しばらくレオニードは剣を構え、ナウムの消えた廊下を睨む。

 何も起きないことを確かめてから、みなもへ振り返った。
 ナウムを斬りつけた時は怒りの形相を見ていたが、今は心配そうにこちらを見つめている。

「みなも、ケガはないか?!」

「あ、ああ。大丈夫だよ。……まさかアイツと会う羽目になるとは思わなかった」

 急な切り替わりにびっくりして、みなもはレオニードを見つめる。

(……ここまで誰かに心配されたのは、姉さんと離れて以来だな)

 昼間のことも今も、慣れない扱いに戸惑うが、少しだけ懐かしく思えて嬉しい。思わず安堵して力が抜けそうになる。

「そうか……」

 レオニードが目を細めて笑う。本当に心配している気配が分かって、妙にくすぐったい。
 みなもは短剣とつま先の刃をしまい、額ににじんだ冷や汗を拭う。

「顔色が悪くなっているな。怖い思いをさせてすまない」

 言われてみなもは自分の頬に触れると、手に肌の冷たさが伝わった。
 ナウムの顔を思い出し、みなもは眉根を寄せる。

「……別に、怖かった訳じゃない。アイツが変なことを言うから――」

「変なこと? 何を言われたんだ?」

「オレのものになれ、ってさ。……考えるだけでも嫌になる。

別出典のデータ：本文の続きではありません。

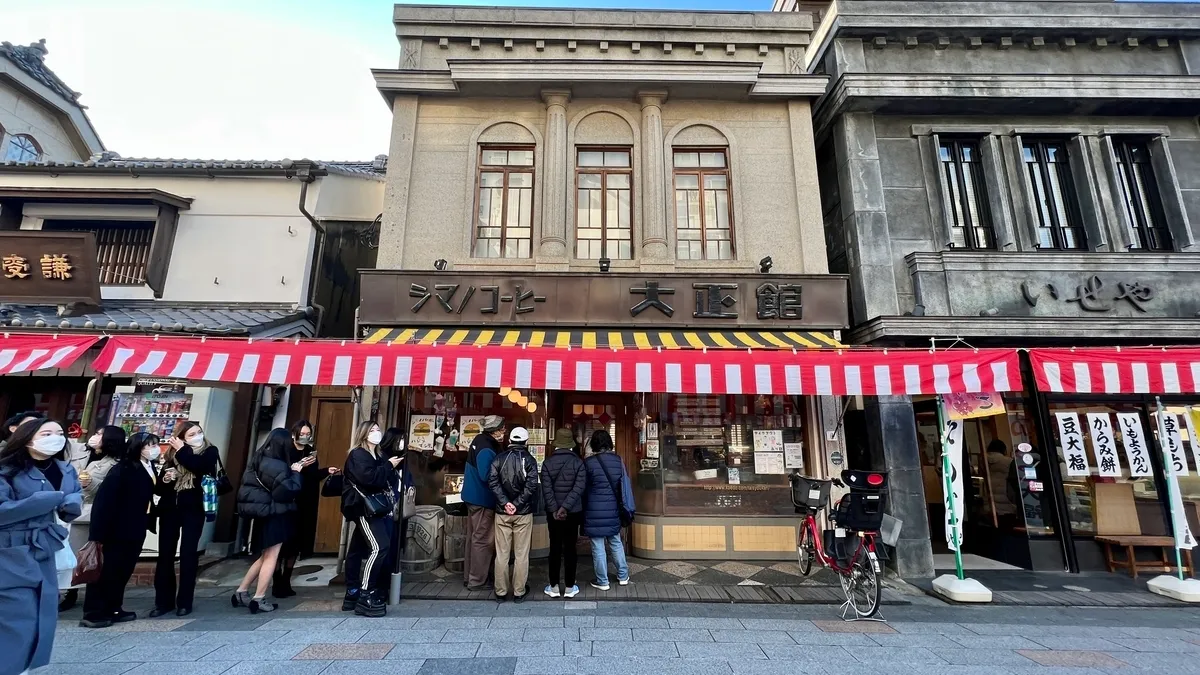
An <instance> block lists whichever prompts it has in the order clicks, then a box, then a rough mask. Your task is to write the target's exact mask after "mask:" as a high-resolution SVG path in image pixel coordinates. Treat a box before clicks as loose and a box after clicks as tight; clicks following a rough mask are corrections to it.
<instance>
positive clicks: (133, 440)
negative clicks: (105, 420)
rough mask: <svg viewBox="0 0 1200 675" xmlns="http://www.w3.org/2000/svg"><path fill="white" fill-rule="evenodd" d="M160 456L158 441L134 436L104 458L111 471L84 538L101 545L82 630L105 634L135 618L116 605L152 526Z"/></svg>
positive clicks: (122, 593)
mask: <svg viewBox="0 0 1200 675" xmlns="http://www.w3.org/2000/svg"><path fill="white" fill-rule="evenodd" d="M160 454H161V449H160V448H158V437H157V436H155V435H152V434H145V432H138V434H134V435H133V436H131V437H130V441H128V443H126V444H125V447H122V448H109V449H108V450H107V453H106V456H107V458H110V459H113V461H114V465H113V467H112V468H110V470H109V471H108V477H107V478H104V482H103V484H102V485H101V486H100V490H98V491H97V492H96V500H95V502H94V503H92V507H91V528H90V530H89V533H88V537H89V539H91V540H92V542H96V543H97V544H100V546H101V550H102V551H103V556H104V565H103V566H102V567H101V571H100V579H98V580H96V581H95V583H92V584H88V592H86V595H85V596H84V599H83V621H80V622H79V626H83V627H84V628H107V627H108V626H112V625H113V623H122V622H125V621H133V620H134V619H137V617H138V615H137V614H136V613H132V611H125V608H124V607H121V605H122V603H124V601H125V586H126V585H128V583H130V578H131V577H133V568H134V567H136V566H137V563H138V557H139V556H140V555H142V545H143V544H144V543H145V539H146V530H149V528H150V527H151V526H152V522H151V519H150V507H151V503H152V498H154V488H155V480H156V479H157V474H156V470H155V466H154V462H155V461H156V460H157V459H158V455H160Z"/></svg>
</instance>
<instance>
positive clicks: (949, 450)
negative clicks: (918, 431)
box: [942, 419, 964, 551]
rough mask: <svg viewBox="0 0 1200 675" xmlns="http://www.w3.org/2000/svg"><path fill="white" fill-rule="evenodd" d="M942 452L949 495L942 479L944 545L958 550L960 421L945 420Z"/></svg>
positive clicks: (960, 451)
mask: <svg viewBox="0 0 1200 675" xmlns="http://www.w3.org/2000/svg"><path fill="white" fill-rule="evenodd" d="M942 447H943V452H944V453H946V454H947V455H949V458H950V492H952V494H953V498H952V497H950V494H947V492H946V477H944V476H943V477H942V495H943V501H942V506H943V507H946V545H947V546H949V549H950V550H952V551H953V550H958V548H959V546H960V545H962V510H964V504H962V494H964V490H962V420H960V419H947V420H946V429H943V430H942Z"/></svg>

そんなことを男相手に言うなんて、趣味が悪いよ」

 一番の動揺は女だと見抜かれた事だが、これも嘘ではない。
 あの男の下に組み敷かれるというのを想像するだけでも吐き気がしてくる。

 心の中でみなもが忌々しく思っていると、レオニードが視線の温度を下げて、ナウムが去ったほうへと瞳を流した。

「あそこで何が何でも斬りつければよかった。次に会った時は、確実に仕留める」

 レオニードにつられ、みなもも同じ方向へ冷めた視線を送る。

「俺も次に会う時は、使える毒を全部使ってやる」

 軽く深呼吸して苛立ちを抑えると、みなもは再びレオニードを見上げた。